The differences between cities can hinge on whether their key industries are ripe for remote employment, he adds. In Washington, about 19% of downtown commercial real estate is currently vacant. One of the city’s biggest industries is tech – which happens to be conducive to remote work.
The changes brought and accelerated by the pandemic only underscore the need for a shift in thought around urban planning, says Joel Kotkin, an urban studies fellow at Chapman University in Orange, California.
In particular, he argues that the long-standing idea of an “urban core” is outdated, as people forgo the Monday-through-Friday commute. Instead, cities should shift their resources and focus to the revitalization of a broader network of smaller urban centers in neighborhoods.
“[Washington has] to come up with some sort of plan for the downtown that isn’t reliant on huge numbers of people working there five days a week,” says Mr. Kotkin.
When residents – not statisticians – discuss the state of downtown, crime is the focus more than office occupancy. And that’s not just the case in Washington. Voters in San Francisco are indicating support for expanding police powers in the face of the city’s crime and drug crisis. And New York Gov.
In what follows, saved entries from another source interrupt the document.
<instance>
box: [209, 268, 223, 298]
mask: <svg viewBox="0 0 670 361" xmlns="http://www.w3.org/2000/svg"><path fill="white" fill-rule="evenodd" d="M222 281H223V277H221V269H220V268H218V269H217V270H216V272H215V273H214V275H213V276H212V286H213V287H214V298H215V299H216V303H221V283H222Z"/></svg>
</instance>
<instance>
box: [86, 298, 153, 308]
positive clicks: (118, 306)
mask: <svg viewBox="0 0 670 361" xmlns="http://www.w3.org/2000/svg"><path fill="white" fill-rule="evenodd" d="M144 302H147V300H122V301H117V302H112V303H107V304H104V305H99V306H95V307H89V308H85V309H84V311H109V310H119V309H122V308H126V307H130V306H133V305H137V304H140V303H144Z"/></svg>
Kathy Hochul recently deployed the National Guard and state police officers to New York City’s subway to patrol and check bags, in response to a large spike in crime.
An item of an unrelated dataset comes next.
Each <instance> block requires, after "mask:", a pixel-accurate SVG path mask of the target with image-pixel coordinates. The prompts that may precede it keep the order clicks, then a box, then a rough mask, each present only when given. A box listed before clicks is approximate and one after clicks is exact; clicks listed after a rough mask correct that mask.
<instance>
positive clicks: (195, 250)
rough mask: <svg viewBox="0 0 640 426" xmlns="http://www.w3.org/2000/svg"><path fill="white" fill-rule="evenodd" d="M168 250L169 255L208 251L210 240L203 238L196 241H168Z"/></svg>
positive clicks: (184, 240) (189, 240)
And as a measure of a city’s overall revival or stagnation, crime statistics are not the most informative piece of the larger puzzle. “It’s really quality of life and overall public safety,” says Dr. Chapple.
Rebuilding safe and vibrant neighborhoods
Still, many residents report feeling unsafe. In Washington, some restaurants have shortened their hours, relocated, or closed entirely, citing high crime rates. And residents in neighborhoods throughout Washington are concerned about the frequency of carjackings and violent crime. Recently, recall petitions were organized against Councilmembers Brianne Nadeau and Charles Allen over what critics say is support of soft-on-crime measures.
Nationwide, police departments are struggling to solve crimes. And while homicide rates are falling in most big cities across the country, they have risen in Washington and some other large cities such as Memphis, Tennessee.
“There’s no question that the increase in violence that was directly associated with the COVID pandemic, we’re still suffering from,” says David Muhammed, executive director of the National Institute for Criminal Justice Reform.
The larger challenge for cities like Washington may be economic. The premise used to be that high-value industries had to be centered in cities. But the office economy – the percentage of jobs in downtowns and the amount of office building construction – has been weakening for decades, says Mr. Kotkin. Whereas many urban planners focus on density and transit as the future, he argues that this no longer aligns perfectly with what people want – which for many, as they reach their 30s, is more space and to own property.
“Cities are, in many cases, collections of villages that grew into each other. If we go back to the idea of cities as an archipelago of villages, then we should give more power and control to those villages,” he says. “Safe, urban neighborhoods – that’s what they have to provide.”